In this example: User updates first_name -> change is emitted User updates business_unit -> no change emitted
Perhaps there might be a way to create a merged stream partitioned by the user_entity_id and join to child tables which would hold the current state, which leads me to....
Option 3 : Merged stream and tables
-- "master" change stream with merged stream output
CREATE STREAM stream_user_changes (user_entity_id VARCHAR)

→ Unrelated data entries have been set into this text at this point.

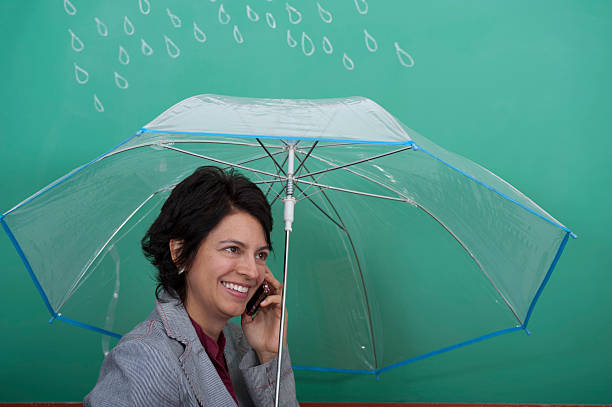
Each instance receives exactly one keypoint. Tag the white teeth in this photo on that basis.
(235, 287)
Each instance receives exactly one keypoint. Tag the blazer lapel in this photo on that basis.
(201, 374)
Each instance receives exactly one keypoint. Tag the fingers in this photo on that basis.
(272, 280)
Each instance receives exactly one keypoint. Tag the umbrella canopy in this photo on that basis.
(400, 249)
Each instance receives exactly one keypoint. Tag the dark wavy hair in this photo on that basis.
(195, 206)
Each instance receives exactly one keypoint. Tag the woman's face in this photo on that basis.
(228, 268)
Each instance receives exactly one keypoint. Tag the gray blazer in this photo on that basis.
(161, 362)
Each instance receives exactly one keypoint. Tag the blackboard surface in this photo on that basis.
(520, 87)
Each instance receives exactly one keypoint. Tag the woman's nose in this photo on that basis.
(248, 267)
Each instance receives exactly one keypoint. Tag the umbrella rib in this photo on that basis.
(469, 252)
(221, 161)
(101, 249)
(89, 263)
(278, 166)
(273, 181)
(259, 158)
(337, 167)
(157, 143)
(306, 158)
(348, 235)
(352, 191)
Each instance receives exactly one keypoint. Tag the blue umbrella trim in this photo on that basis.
(416, 147)
(400, 143)
(59, 316)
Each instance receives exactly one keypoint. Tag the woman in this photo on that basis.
(209, 244)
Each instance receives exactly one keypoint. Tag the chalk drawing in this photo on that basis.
(290, 40)
(327, 47)
(120, 81)
(174, 19)
(270, 20)
(324, 14)
(251, 14)
(371, 43)
(362, 6)
(223, 17)
(144, 6)
(404, 57)
(307, 45)
(198, 34)
(348, 63)
(145, 48)
(69, 7)
(124, 58)
(102, 28)
(76, 42)
(171, 47)
(81, 75)
(294, 16)
(128, 27)
(238, 35)
(98, 104)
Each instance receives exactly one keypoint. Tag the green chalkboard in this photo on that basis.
(521, 87)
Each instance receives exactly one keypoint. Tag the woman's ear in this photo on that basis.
(175, 249)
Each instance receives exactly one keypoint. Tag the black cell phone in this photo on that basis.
(262, 292)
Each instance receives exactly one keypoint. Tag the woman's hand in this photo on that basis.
(262, 331)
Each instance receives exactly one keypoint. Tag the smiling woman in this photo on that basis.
(209, 244)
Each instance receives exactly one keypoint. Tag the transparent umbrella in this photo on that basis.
(399, 250)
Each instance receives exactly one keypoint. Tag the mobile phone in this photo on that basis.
(262, 292)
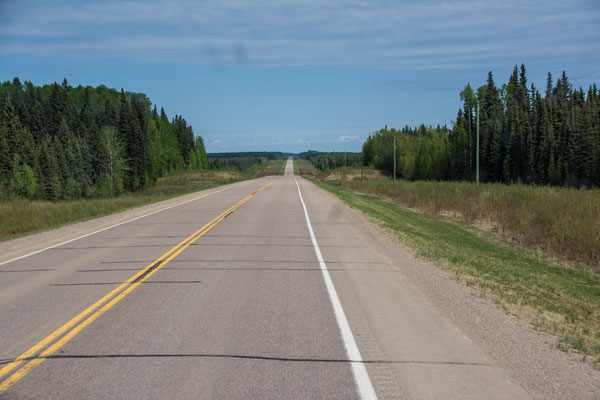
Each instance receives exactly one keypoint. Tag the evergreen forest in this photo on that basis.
(549, 138)
(59, 142)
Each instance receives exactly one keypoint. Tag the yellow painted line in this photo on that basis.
(33, 350)
(80, 322)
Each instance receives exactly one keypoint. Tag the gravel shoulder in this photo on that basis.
(530, 357)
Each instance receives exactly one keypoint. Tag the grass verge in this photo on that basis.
(564, 222)
(22, 217)
(557, 297)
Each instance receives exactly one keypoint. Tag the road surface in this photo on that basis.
(261, 289)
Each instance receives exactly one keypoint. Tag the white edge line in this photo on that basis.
(112, 226)
(361, 377)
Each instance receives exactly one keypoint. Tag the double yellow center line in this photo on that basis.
(49, 345)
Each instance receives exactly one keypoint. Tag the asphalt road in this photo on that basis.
(225, 296)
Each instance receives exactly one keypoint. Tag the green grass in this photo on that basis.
(556, 296)
(561, 221)
(22, 217)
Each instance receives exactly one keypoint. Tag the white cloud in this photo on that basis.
(397, 34)
(346, 138)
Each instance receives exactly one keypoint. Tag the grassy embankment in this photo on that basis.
(273, 167)
(20, 217)
(533, 250)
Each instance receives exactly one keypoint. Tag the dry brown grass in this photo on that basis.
(20, 217)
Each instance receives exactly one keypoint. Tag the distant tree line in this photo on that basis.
(64, 142)
(331, 160)
(525, 136)
(238, 163)
(269, 155)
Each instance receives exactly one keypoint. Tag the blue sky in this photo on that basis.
(292, 76)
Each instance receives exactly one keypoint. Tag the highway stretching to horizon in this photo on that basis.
(267, 288)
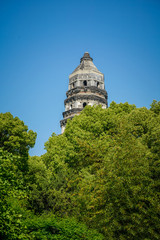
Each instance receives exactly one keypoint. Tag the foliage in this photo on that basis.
(51, 227)
(102, 173)
(14, 135)
(114, 158)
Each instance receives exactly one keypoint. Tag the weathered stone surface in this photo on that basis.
(86, 87)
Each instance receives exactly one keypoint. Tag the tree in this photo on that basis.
(14, 135)
(114, 157)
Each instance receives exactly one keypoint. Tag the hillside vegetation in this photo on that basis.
(99, 180)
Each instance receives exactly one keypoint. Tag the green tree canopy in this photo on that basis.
(14, 135)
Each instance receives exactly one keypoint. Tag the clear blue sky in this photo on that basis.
(42, 41)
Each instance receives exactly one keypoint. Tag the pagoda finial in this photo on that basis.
(86, 56)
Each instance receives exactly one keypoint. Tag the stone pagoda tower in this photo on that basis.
(86, 87)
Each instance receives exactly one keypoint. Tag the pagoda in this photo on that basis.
(86, 87)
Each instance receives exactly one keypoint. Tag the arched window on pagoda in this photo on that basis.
(85, 83)
(84, 104)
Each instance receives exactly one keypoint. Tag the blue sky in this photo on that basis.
(42, 41)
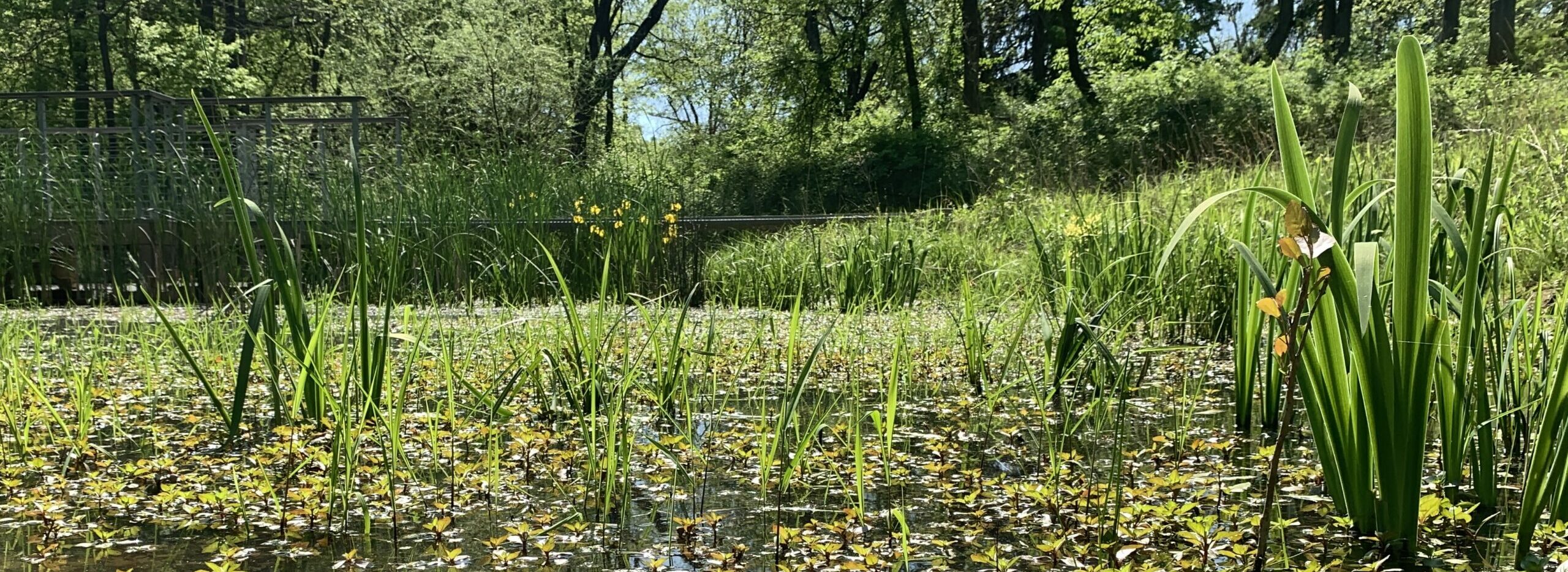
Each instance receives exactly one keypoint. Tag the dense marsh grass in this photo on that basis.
(1093, 380)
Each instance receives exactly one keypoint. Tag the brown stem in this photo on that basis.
(1294, 333)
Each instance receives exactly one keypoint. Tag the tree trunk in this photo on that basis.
(1449, 29)
(1074, 54)
(236, 19)
(911, 72)
(1499, 48)
(1327, 18)
(595, 77)
(318, 55)
(80, 79)
(208, 19)
(104, 62)
(1040, 48)
(1284, 19)
(1343, 19)
(609, 118)
(973, 38)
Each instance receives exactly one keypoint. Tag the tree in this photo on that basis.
(1040, 46)
(1449, 29)
(973, 46)
(1070, 23)
(1284, 19)
(600, 68)
(1499, 44)
(1333, 27)
(911, 72)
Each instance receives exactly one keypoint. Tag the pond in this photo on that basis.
(647, 438)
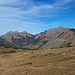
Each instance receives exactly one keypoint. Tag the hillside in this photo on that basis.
(18, 38)
(39, 62)
(52, 38)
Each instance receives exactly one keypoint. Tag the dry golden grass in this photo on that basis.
(39, 62)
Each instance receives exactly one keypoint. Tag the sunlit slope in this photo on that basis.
(39, 62)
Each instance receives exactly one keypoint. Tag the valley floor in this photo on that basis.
(39, 62)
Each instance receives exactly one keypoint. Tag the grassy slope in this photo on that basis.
(39, 62)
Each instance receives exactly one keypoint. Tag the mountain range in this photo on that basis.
(52, 38)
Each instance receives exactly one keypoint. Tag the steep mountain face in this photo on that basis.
(2, 41)
(18, 38)
(53, 38)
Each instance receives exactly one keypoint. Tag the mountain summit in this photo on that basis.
(52, 38)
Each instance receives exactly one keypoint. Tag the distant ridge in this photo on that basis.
(52, 38)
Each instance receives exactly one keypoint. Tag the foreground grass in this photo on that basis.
(39, 62)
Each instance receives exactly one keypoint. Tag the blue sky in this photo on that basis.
(35, 16)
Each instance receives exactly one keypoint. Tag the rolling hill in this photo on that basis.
(52, 38)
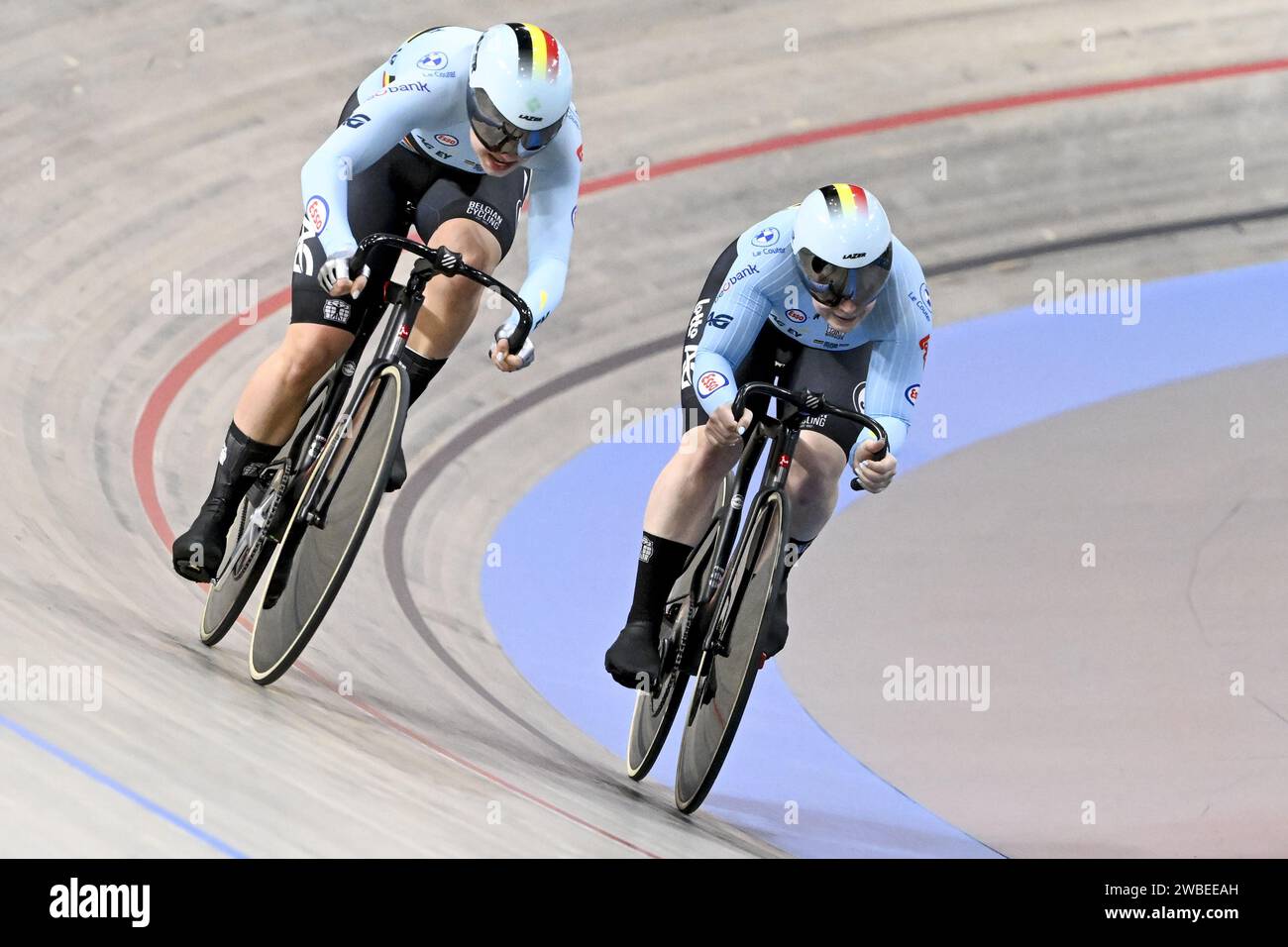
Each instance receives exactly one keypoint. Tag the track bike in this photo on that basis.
(309, 510)
(716, 613)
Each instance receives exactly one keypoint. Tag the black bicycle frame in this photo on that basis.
(433, 262)
(782, 433)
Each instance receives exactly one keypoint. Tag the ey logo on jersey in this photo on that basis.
(711, 381)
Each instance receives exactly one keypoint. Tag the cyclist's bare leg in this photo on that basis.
(273, 398)
(811, 483)
(684, 493)
(451, 303)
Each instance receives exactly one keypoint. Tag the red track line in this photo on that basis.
(928, 115)
(163, 394)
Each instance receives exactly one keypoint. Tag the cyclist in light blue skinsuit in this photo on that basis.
(829, 286)
(464, 128)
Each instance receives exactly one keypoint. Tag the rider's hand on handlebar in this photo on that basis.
(334, 277)
(722, 431)
(874, 474)
(500, 354)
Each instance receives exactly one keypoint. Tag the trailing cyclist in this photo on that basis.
(822, 296)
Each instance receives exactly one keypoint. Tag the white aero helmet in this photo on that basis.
(842, 244)
(520, 86)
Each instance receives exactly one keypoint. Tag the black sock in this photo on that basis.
(420, 371)
(241, 462)
(661, 564)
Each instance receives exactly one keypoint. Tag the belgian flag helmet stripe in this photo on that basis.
(845, 201)
(539, 52)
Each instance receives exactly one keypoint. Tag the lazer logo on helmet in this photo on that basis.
(711, 381)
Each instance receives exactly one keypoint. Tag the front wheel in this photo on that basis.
(732, 656)
(312, 561)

WITH (KAFKA_TOPIC='stream_user_changes', PARTITIONS=1, REPLICAS=1, VALUE_FORMAT='avro');
INSERT INTO stream_user_changes SELECT id as user_entity_id FROM stream_user_entity;
INSERT INTO stream_user_changes SELECT user_entity_id FROM stream_user_info;
CREATE STREAM stream_user_entity_by_id
AS SELECT * FROM stream_user_entity
PARTITION BY id
EMIT CHANGES;
CREATE TABLE ktable_user_entity_by_id (
id VARCHAR PRIMARY KEY,
first_name VARCHAR
) with (KAFKA_TOPIC='stream_user_entity_by_id', value_format='avro');
SELECT
uec.user_entity_id,
ue.first_name,
ui.business_unit,
ui.cost_center
FROM stream_user_entity_changes uec
LEFT JOIN ktable_user_entity_by_id ue ON uec.user_entity_id = ue.id
LEFT JOIN ktable_user_info_by_user_entity_id ui ON uec.user_entity_id = ui.user_entity_id
EMIT CHANGES;
This one looks the best, but appears to have a lot of moving components for each table we have 2 streams, 1 insert query, 1 ktable. Another potential issue here might be a hidden race condition where the stream emits the change before the table is updated under the covers.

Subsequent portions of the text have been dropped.